Quando critico a maneira de atuar da maioria dos times brasileiro­s, que marcam muito atrás, longe do outro gol, e trocam poucos passes, não significa que exista apenas uma forma de jogo eficiente e que seja fácil marcar mais à frente, pressionan­do em todo o campo. É difícil, além de aumentar os riscos. Assim jogou o Cruzeiro, pelo menos até fazer o gol, contra o São Paulo, o que antes nunca acontecia.

Para essa marcação por pressão funcionar bem, é necessário um time compacto,

sincroniza­do, com ótimo preparo físico e, geralmente, com mais tempo para treinar, o que não foi preciso no Flamengo.

Outros técnicos tentaram fazer o mesmo no Brasil, nos últimos anos, e não deram certo. Apesar de alguns momentos brilhantes, tentar essa marcação mais à frente e com troca de passes desde o goleiro é uma das razões dos maus resultados de Fernando Diniz. O São Paulo ainda não mostrou a cara do técnico. Não mudou nada.

Outros treinadore­s, como

Cristóvão Borges, no Corinthian­s, Alberto Valentim, no Palmeiras, e Levir Culpi, no Atlético, tentaram fazer a marcação adiantada e logo perderam o emprego.

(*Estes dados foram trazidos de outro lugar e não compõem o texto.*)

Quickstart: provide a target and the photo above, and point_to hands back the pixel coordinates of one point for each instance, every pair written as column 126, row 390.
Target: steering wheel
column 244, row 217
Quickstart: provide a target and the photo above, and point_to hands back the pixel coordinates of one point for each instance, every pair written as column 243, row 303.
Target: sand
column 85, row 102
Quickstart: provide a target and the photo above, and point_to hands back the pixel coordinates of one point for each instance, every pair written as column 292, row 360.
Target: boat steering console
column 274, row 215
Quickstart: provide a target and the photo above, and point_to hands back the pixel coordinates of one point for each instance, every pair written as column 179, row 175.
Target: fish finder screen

Por sempre jogar recuado fora de casa, para tentar contra-atacar, sem sucesso, Odair Hellmann foi dispensado, ainda mais com a perda do título da Copa do Brasil, da eliminação na Libertador­es e de não estar entre os quatro primeiros no Brasileiro.

O Inter, ajudado pelo bom trabalho de Odair, criou uma expectativ­a acima da realidade, voltou ao normal, e o próprio técnico pagou o pato. É sempre assim.

Não gosto de zagueiros colados à grande área, como é habitual no Brasil, nem de zagueiros no meio-campo. Prefiro um posicionam­ento intermediá­rio, com os defensores um pouco mais à frente, na mesma distância da grande área e do centro do gramado. Assim, o espaço nas costas dos zagueiros não é tão grande — dá tempo de o goleiro sair na cobertura—, e o time não fica tão longe do outro gol.

Recuar, dar a bola ao adversário e contra-atacar com eficiência é uma estratégia que, muitas vezes, dá certo, ainda mais em equipes inferiores aos adversário­s. É o caso do Bahia. O time não joga na retranca. O clube, além de ir muito bem no campo, possui uma administra­ção moderna, humana e competente.

Tão ou mais importante que a estratégia das equipes é o Brasil formar mais jogadores com talento individual e coletivo, melhores no passe, na finalizaçã­o, na marcação, na capacidade de enxergar o conjunto e com mais lucidez nas decisões. Há um grande número de jogadores apenas habilidoso­s e velozes, porém com pouca técnica.

Grêmio, Athletico e Santos alternam a marcação mais recuada e a mais adiantada, em um mesmo jogo, sem a intensidad­e do Flamengo. Contra o Ceará, Sampaoli escalou três zagueiros e dois pontas pelos lados, como alas, em vez de laterais, esquema que Guardiola usa com frequência. Não funcionou bem, e o técnico colocou dois laterais e tirou um zagueiro. A equipe cresceu. Diferentem­ente de Jorge Jesus, Sampaoli troca demais de jogadores e de tática. Muitas vezes, dá errado.

Se não existisse o atual Flamengo, o Palmeiras seria o líder e bastante elogiado, mesmo com críticas pontuais, como ocorreu no ano passado, quando jogava um futebol de qualidade parecida com o time deste ano e foi campeão brasileiro.

O Flamengo criou uma nova referência de bom futebol no Brasil, mas não dá para compará-lo aos melhores times do mundo, como tentam fazer. Cada um em seu lugar.